Notice: The reproducibility variables underlying each score are classified using an automated LLM-based pipeline, validated against a manually labeled dataset. LLM-based classification introduces uncertainty and potential bias; scores should be interpreted as estimates. Full accuracy metrics and methodology are described in Coakley et alK. L. Coakley, T. Snelleman, H. Hoos, and O. E. Gundersen, "The embrace of open science: An analysis of a decade of AI research and 56 800 conference papers," Under Review, 2026..
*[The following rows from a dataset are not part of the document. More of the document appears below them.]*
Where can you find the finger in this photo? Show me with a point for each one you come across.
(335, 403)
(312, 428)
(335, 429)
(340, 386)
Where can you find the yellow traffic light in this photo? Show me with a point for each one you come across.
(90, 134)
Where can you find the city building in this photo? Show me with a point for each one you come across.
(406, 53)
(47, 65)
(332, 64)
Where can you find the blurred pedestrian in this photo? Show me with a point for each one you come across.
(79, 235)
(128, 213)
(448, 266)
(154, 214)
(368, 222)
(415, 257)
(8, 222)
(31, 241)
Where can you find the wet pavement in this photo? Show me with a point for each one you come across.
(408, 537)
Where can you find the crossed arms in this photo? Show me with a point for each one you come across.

Open-World Reinforcement Learning over Long Short-Term Imagination

Authors: Jiajian Li, Qi Wang, Yunbo Wang, Xin Jin, Yang Li, Wenjun Zeng, Xiaokang Yang

ICLR 2025 | Venue PDF | LLM Run Details

Reproducibility Variable	Result	LLM Response
Research Type	Experimental	We evaluate our approach in the challenging open-world tasks from Mine Dojo (Fan et al., 2022). LS-Imagine demonstrates superior performance compared to existing visual RL methods. We evaluate all the Minecraft agents in terms of success rate shown in Figure 4 and per-episode steps shown in Figure 5. We find that LS-Imagine significantly outperforms the compared models...
Researcher Affiliation	Academia	1 Mo E Key Lab of Artificial Intelligence, AI Institute, Shanghai Jiao Tong University, Shanghai, China 2 Ningbo Institute of Digital Twin, Eastern Institute of Technology, Ningbo, China 3 School of Computer Science and Technology, East China Normal University, Shanghai, China
Pseudocode	Yes	Algorithm 1 The training pipeline of LS-Imagine.
Open Source Code	Yes	We provide the source code at https://github.com/qiwang067/LS-Imagine.
Open Datasets	Yes	We explore LS-Imagine on the challenging Mine Dojo (Fan et al., 2022) benchmark on top of the popular Minecraft game, which is a comprehensive simulation platform with various open-ended tasks. All environments and datasets used are synthetic and publicly available.
Dataset Splits	No	The paper mentions collecting 2,000 images for finetuning a U-Net component: "To generate accurate affordance maps, we collect 2,000 images from the environment using a random agent under the current task instruction and generate a discrete set of (ot, I, Mot,I), which are then used to finetune the multimodal U-Net for 200 epochs." However, for the main experiments on Mine Dojo tasks, it does not explicitly state dataset splits (e.g., train/test/validation percentages or counts) but rather refers to tasks in a benchmark environment, which typically have predefined evaluation protocols rather than explicit dataset splits by the authors.
Hardware Specification	Yes	Each training of LS-Imagine takes approximately 23 GB of VRAM and requires around 1.7 days to complete on a single RTX 3090 GPU.
Software Dependencies	No	The paper mentions using specific software tools like 'Mine CLIP' and 'Swin-Unet' and 'Dreamer V3' as a base, and references a 'multimodal U-Net', but it does not specify any version numbers for these software components or for general programming languages/libraries like Python or PyTorch.
Experiment Setup	Yes	Implementation details. We conduct our experiments on the Mine Dojo environment, where both visual observation and corresponding affordance maps are resized to 64 64 pixels. ...For tasks in the Mine Dojo benchmark, we train the agent for 1 × 10^6 environment steps. ...The final hyperparameters of LS-Imagine are shown in Table 4.